Sie fand ihre Sprache wieder. "Entschuldige mal, ich wusste ja nicht..." "Papperlapp, ich wusste ja nicht. Wer bist du überhaupt und was willst du hier?" Sie wusste nicht, ob sie wach war oder träumte, aber sie wollte zurück zu ihrem Freund. Vielleicht konnte ihr der Wicht dabei helfen. Und so absurd die Situation auch war, sie klammerte sich an diese Idee, wie ein Ertrinkender an den sprichwörtlichen Strohhalm. Nach kurzem Zögern erzählte sie ihm die ganze Geschichte und endete mit den Worten: " Jetzt steht das Auto unten auf der Straße und springt nicht an und ich möchte zurück zu meinem Freund.

Kannst du mir nicht helfen?" "Ja." antwortete der Wicht und sie atmete erleichtert auf, ohne sich Gedanken um das "wie" zu machen. Das Wesen schmunzelte. "Und du bist einfach so mitgekommen, ohne unsere Insel zu kennen?" wollte es wissen. "Mein Freund kennt sich hier aus und ich dachte, er informiert mich." Das Wesen nickte eifrig. "Das hat er auch, aber du hast nicht zugehört, weil du enttäuscht warst." "Na ja, eigentlich gefällt es mir hier schon. Es könnte nur etwas schöner sein." Das kleine Wesen breitete die Arme aus. "Es ist schön hier, sieh dich nur um." Ein Sonnenstrahl fiel aus den Wolken auf das Land und auf einmal blühten bunte Blumen zwischen den Felsen. Die Grasbüschel wirkten wie Farbtupfer auf der braunen Erde und der Hang bis zur Steilküste war ein einziger grüner Teppich. Über Küste und Meer spannte sich ein Regenbogen mit so intensiven Farben, wie sie es noch nie zuvor gesehen hatte.

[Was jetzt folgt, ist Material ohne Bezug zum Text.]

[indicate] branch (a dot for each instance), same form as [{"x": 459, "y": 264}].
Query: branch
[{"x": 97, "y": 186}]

Überrascht sprang sie auf. "Ja, du hast Recht" strahlte sie." Es ist schön hier. Wunderschön." "Siehst du. Man muss nur die Augen aufmachen," sagte das Wesen weise. Lächelnd drehte sie sich zu dem Wicht. "Darf ich jetzt auch erfahren wer du bist?" fragte sie und hatte ihren Kummer ganz vergessen. Das Wesen machte eine kleine Verbeugung, soweit wie der Bauch es zuließ, und zog dabei den Hut. "Ich bin Filo, der einsame Elf." "Freut mich, dich kennen gelernt zu haben, Filo. Jetzt muss ich aber los, mein Freund macht sich sicher schon Sorgen." Sie wandte sich zum Gehen. "Undankbares Volk," knurrte der Elf. Als hätte sie die Worte gehört, drehte sie sich nach ein paar Schritten noch einmal um."Vielen Dank auch!" rief sie lachend und lief dann zum Wagen zurück. Der Elf verschwand grinsend in seinem Haus. Sie war gar nicht erstaunt darüber, dass der Motor ohne Schwierigkeiten ansprang.